Moody’s held its rating for Israeli government bonds at A1 with a stable outlook on Monday, but noted that ongoing political disharmony adversely affects financial functioning.
“Spillovers from the divisive political scene and regulatory hurdles” are preventing reforms and constraining growth in the Israeli economy, Globes quoted Moody’s analyst Kristin Lindow as saying.
“Last year, the government operated for 11 months without a budget due to internal coalition disagreements, which were finally resolved in November. In the interim, the government was forced to keep spending at the previous year’s monthly levels.
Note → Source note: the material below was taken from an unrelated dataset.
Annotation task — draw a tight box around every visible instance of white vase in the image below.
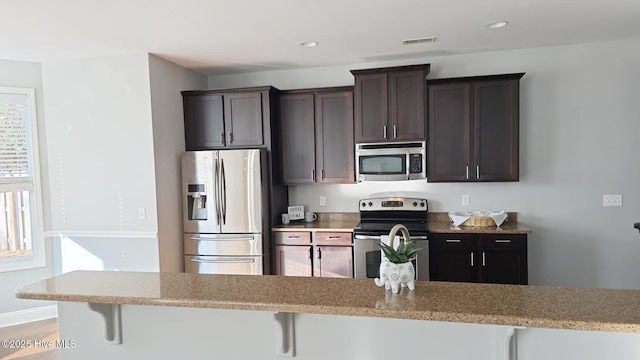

Although this was not contractionary per se, spending was lower than the fiscal rule would have allowed had a budget been implemented, resulting in a lower-than-planned fiscal deficit,” Lindow’s report notes.
The ratings firm did not overlook Israel’s disappointing first quarter growth figures released by Israel’s Central Bureau of Statistics last week showing that the economy grew at an annualized rate of only 0.8% during the quarter. This was down from 3.1% in the fourth quarter of 2015 and well below expectations.
Lindows’ final analysis was positive, however, justifying the A1 stable.
“Thus far, despite the economy’s recent underperformance, the fiscal position remained strong and the government debt-to-GDP ratio has continued to improve.”